Por lo anterior, una segunda alternativa se encuentra en la profundización y expansión de la agenda de reformas ya iniciada por el gobierno. En el contexto del estallido social, los distintos sectores políticos impulsaron el proceso constitucional como un camino racional y democrático para dar respuesta a las demandas levantadas por los millones de manifestantes que llenaron las calles a finales de 2019. No obstante, mientras la nueva Constitución fue la forma para canalizar las demandas ciudadanas, su objetivo principal fue el dar una respuesta efectiva a las urgencias materiales de una ciudadanía que a grandes rasgos exigía mayor dignidad y terminar con los abusos tanto del sistema político como económico.
Por lo mismo, una agenda de reformas tanto constitucionales como a través de proyectos de ley que dé respuestas efectivas al mal funcionamiento de la institucionalidad, se haga cargo de la ausencia del Estado en la entrega de derechos sociales y consagre nuevos mecanismos de participación puede terminar dando una mejor solución (y no menos radical) al malestar acumulado que un eventual tercer proceso constitucional.

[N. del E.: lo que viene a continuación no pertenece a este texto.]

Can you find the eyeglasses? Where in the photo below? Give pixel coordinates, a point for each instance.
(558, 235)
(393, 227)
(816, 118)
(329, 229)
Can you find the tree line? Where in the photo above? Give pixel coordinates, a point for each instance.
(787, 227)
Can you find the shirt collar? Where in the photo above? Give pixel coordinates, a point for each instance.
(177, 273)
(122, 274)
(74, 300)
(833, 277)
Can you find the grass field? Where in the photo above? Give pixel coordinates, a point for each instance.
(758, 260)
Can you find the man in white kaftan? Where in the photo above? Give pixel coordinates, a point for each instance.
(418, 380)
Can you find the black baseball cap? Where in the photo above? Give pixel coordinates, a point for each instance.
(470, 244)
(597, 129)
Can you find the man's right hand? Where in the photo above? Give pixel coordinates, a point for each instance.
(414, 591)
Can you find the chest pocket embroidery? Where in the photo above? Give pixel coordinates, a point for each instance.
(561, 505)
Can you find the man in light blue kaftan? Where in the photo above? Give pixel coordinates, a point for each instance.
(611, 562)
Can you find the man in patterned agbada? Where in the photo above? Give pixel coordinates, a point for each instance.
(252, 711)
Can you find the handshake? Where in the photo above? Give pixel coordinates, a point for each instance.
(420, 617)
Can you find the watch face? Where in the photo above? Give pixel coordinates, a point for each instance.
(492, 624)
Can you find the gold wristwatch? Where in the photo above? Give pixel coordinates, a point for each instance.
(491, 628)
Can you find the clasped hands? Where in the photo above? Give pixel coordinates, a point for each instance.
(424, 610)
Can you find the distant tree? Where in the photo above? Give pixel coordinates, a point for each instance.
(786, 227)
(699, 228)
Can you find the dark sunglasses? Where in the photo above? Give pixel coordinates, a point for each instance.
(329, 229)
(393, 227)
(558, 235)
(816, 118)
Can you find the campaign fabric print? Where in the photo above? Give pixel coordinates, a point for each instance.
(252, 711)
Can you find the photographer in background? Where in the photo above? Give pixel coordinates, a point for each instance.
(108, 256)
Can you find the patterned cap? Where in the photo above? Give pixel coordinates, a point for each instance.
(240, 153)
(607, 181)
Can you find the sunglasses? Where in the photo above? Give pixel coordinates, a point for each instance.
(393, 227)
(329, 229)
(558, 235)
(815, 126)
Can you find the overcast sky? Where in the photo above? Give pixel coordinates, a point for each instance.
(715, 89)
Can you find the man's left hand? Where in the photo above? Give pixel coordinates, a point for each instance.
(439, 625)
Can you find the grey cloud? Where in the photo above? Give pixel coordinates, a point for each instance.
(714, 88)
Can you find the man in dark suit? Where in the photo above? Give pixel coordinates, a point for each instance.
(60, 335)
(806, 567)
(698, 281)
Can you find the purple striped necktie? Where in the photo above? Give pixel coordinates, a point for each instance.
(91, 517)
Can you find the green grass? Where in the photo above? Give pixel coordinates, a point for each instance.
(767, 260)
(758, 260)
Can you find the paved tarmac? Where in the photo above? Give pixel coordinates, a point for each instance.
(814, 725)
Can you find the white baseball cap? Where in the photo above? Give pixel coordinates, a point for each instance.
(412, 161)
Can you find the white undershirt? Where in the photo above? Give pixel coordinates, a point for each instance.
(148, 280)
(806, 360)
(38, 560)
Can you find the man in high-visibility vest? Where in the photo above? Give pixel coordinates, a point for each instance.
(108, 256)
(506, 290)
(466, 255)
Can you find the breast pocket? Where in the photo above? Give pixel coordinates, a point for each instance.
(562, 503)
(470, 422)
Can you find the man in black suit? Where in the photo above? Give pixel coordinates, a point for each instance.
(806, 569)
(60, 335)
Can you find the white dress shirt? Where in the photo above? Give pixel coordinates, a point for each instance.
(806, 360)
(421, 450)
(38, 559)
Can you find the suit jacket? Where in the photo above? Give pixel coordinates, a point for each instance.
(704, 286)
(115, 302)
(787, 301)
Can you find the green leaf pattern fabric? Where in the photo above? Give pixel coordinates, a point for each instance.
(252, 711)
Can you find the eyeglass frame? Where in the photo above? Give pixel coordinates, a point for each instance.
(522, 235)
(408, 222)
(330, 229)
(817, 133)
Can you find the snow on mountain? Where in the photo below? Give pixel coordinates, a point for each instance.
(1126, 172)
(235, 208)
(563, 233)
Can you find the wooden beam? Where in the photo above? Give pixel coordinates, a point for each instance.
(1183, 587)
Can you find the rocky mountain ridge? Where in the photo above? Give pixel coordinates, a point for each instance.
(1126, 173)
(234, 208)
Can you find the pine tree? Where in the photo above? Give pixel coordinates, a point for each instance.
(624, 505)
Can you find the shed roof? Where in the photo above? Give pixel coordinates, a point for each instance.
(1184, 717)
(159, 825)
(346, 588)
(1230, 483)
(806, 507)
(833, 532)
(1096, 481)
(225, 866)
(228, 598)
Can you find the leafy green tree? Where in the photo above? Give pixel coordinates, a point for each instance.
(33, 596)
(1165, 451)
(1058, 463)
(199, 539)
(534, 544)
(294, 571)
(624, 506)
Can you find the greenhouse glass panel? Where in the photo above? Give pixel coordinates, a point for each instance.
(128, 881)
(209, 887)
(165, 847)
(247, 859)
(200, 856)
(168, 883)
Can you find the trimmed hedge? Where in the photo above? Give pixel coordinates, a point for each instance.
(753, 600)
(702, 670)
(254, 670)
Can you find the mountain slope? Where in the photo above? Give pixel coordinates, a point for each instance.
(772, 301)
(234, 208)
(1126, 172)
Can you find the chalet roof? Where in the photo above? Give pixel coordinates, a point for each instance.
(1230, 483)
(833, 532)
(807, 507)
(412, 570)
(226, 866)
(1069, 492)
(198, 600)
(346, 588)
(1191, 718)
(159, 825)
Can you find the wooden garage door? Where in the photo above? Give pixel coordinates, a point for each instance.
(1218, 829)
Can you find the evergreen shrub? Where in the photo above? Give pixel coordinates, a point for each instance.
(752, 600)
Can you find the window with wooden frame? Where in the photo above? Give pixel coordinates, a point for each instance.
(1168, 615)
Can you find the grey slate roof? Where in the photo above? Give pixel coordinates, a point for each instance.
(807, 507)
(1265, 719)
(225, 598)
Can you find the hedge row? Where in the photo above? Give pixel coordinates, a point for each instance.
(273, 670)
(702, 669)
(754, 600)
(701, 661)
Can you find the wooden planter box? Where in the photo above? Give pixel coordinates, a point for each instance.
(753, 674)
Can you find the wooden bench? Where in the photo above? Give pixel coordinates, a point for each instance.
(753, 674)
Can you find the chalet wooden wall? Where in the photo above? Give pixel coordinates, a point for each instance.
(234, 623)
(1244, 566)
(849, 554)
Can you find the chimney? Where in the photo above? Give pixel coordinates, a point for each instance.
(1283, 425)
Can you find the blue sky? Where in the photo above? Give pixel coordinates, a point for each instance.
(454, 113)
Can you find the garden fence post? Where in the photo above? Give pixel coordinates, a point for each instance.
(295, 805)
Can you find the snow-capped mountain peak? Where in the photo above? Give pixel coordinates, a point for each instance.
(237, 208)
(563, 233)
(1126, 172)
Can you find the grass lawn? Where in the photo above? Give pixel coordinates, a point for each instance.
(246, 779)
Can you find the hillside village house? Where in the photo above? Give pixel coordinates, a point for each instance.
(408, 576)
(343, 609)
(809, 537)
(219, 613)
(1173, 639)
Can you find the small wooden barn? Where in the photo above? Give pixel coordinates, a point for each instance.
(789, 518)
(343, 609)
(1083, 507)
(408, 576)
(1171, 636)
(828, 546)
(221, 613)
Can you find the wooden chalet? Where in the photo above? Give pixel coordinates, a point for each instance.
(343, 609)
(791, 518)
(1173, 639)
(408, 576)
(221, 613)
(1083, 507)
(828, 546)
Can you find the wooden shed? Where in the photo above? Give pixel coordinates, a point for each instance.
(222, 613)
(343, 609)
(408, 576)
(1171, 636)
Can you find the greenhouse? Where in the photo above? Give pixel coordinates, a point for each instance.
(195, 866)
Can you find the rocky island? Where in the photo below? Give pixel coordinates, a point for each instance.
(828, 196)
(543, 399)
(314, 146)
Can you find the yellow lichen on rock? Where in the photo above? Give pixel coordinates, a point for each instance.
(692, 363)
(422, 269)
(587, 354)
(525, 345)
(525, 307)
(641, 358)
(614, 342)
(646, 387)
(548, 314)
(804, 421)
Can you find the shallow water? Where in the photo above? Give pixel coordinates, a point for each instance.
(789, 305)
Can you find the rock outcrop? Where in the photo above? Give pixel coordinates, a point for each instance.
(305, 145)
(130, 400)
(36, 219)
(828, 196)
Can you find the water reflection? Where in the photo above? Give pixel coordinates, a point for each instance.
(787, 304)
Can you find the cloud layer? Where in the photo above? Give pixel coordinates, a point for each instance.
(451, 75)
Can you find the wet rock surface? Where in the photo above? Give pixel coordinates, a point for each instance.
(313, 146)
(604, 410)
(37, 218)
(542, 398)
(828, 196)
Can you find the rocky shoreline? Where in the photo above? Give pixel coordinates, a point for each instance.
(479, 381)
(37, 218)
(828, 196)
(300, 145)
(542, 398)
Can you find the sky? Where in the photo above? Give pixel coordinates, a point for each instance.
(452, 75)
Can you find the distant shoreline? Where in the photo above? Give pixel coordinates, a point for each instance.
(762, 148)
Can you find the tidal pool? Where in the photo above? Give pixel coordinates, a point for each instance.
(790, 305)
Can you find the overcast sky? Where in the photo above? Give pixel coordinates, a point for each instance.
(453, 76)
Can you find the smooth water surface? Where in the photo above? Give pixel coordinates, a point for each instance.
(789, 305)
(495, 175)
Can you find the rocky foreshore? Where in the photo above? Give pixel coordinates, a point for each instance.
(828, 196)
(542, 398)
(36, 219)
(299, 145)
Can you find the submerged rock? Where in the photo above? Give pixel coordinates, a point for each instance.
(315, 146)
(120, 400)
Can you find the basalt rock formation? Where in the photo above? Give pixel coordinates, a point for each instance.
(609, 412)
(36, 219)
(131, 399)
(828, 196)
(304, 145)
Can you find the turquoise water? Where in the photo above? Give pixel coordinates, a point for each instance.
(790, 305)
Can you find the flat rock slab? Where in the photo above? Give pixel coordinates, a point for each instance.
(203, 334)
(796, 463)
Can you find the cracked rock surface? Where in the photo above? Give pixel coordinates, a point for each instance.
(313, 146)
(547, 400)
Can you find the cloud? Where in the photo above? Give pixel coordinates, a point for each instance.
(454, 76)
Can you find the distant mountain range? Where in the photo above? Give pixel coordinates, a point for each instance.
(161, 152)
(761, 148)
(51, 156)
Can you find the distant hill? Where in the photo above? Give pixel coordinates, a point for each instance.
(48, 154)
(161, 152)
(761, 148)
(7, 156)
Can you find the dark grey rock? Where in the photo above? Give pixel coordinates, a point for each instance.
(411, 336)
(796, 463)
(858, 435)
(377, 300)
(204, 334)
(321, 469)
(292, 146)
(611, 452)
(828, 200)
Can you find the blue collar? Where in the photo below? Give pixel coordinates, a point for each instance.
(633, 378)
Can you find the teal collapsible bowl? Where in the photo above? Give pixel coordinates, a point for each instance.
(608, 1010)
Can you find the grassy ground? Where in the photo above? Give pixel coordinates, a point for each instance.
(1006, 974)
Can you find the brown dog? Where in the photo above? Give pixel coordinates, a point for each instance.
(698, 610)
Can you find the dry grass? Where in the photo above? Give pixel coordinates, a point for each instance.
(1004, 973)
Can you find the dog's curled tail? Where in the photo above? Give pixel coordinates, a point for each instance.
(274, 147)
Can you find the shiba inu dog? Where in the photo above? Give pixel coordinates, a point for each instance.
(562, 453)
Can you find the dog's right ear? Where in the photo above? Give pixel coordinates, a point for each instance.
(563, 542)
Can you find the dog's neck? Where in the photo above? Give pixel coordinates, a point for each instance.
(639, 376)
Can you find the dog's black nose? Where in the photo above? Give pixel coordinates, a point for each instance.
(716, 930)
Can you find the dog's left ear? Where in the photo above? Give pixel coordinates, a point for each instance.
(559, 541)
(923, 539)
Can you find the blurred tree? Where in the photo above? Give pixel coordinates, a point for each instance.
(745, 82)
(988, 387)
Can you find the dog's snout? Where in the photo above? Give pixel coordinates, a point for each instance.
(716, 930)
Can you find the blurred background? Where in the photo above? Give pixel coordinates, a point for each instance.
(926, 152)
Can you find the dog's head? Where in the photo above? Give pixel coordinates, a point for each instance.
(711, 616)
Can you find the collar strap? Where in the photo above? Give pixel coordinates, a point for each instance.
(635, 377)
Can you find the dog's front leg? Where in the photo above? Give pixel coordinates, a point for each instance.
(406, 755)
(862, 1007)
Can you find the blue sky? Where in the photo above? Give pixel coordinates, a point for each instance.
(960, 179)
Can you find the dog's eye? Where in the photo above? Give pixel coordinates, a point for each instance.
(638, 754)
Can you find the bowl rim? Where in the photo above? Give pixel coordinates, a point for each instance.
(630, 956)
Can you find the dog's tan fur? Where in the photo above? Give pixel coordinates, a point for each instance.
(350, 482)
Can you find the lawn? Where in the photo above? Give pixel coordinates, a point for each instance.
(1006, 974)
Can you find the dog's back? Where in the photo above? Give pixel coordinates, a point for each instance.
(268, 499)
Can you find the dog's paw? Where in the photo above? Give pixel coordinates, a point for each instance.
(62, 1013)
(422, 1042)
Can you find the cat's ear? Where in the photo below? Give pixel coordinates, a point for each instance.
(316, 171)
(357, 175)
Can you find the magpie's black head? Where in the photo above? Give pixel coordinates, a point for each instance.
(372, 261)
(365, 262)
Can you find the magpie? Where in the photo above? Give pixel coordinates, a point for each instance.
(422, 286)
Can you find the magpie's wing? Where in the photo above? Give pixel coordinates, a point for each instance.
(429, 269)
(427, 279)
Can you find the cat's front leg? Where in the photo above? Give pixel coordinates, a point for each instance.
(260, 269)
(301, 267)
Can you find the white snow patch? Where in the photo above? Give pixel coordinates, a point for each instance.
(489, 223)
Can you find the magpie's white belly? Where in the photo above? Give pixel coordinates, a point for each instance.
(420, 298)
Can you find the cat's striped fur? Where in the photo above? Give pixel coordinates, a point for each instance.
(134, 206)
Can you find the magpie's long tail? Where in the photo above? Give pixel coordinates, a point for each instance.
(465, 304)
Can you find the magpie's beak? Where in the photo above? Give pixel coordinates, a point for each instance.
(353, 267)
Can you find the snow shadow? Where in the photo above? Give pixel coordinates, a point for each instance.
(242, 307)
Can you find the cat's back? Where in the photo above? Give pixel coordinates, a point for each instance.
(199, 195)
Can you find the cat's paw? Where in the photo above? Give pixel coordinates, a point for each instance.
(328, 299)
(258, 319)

Ciertamente, esta última alternativa implica renunciar en lo inmediato a una nueva Constitución escrita en democracia. Sin embargo, este texto no tiene por propósito abogar por una renuncia permanente a la lucha por un nuevo texto constitucional. Por el contrario, aquí sólo se propone abrir el debate a las distintas alternativas disponibles y resituar la discusión en el fondo del proceso más que en sus formas, al menos en un contexto donde construir acuerdos constitucionales no es viable ante la radicalización de la derecha y ante la desafección de la ciudadanía con el proceso constitucional.
Por último, a pesar de las múltiples encuestas, el plebiscito del 17 de diciembre es un espacio de disputa y su resultado es ante todo incierto. No obstante, difícilmente el oficialismo podrá ofrecer un camino creíble a la ciudadanía en la medida que no sea capaz de acordar una alternativa más atractiva a la que actualmente ofrece Republicanos. Por lo pronto, dado el descrédito del trabajo del Consejo Constitucional, la clase política necesita buscar alternativas al camino constitucional que permitan responder a las urgencias sociales con celeridad. En resumen, priorizar el fondo por sobre las formas.